Sometimes, alumni scouts make the long drive to camp to give a lecture, using what they have achieved in order to teach a new generation of scouts. A big part of scouting has been to give back to the community, even if one is not an active member. The sense of belonging to the scout world always seems to linger with individuals long after they leave.
One of the traditions at camp is the initiation of newly promoted leaders by putting them through a “survival night.” This night has earned its name because of the procedure it entails: the scouts are woken up in the middle of the night and given directions on where to go and what to do in order to find another campground that has already been set up by senior leaders. After this, they must stand guard to protect their grounds; if they succeed, they have “survived” the night and won their challenge.
This year’s batch of leaders excelled in their survival night challenge as they found their campground, set up camp, and prevented an attack on their territory by the senior leaders that came to test them.

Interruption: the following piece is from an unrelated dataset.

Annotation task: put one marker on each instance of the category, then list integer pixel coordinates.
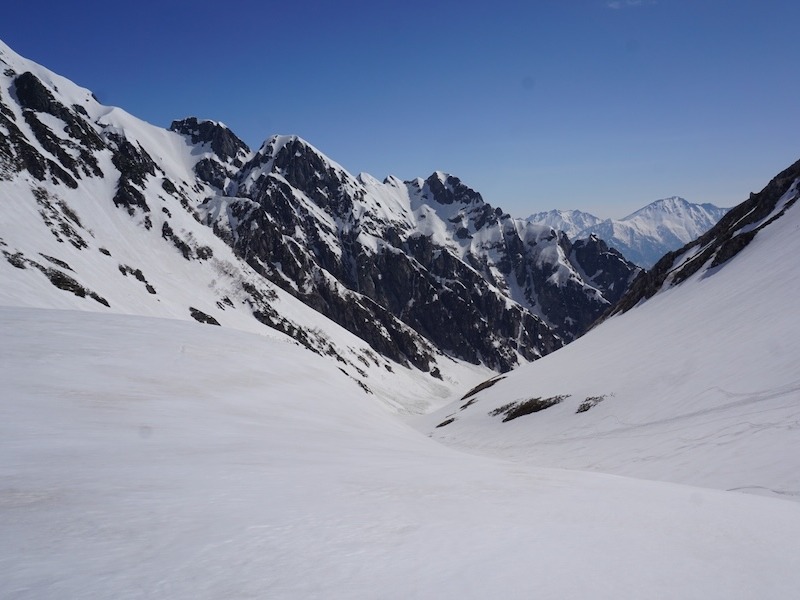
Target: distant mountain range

In fact, to develop this skill, all scouts young and old must stand guard. Each person will watch over the campground at least once in the week for a two-hour long shift. This is part of the traditional night games that scouts play. The game entails stealing each others flags during the night in order to test the guards. Most of the time, the stealing occurs between Homenetmen chapters, all of which is done in good humor and with advanced approval from the leaders in question.
Each year, the scouts look forward to the annual camp dance equipped with a disc jockey. However, this year, they were in for a special treat: a “blacklight” party had been planned and the scouts were told to wear white t-shirts. They were then given highlighters to draw on each other as the markings would show up as glow-in-the-dark writing. Needless to say, the party was a huge success with the scouts dancing away the night.
At the close of each day, the scouts hold a campfire. The tradition takes place at every camp, where everyone gets together to sing, chant, laugh and enjoy the skits put on by the different groups. This year’s campfires became more technologically advanced than in the past: throughout the week, pictures were taken of all the scouts during their activities, which were then made into a slideshow to be viewed each night. Another change from the previous years was that the scout songs had all been put into karaoke format on a large screen, which led to participation during the campfires skyrocketing.
What makes the annual camp so amazing is not just all its unique activities, or that it gives scouts a chance to challenge their own boundaries and broaden their horizons, but that the entire week is put together and planned by youth who are themselves scouts. That by itself speaks so much of how Homenetmen scouting fosters leadership skills and brings new individuals up to lead the ranks in future years. It is no wonder that this camp is often referred to as the best week of the scouting year.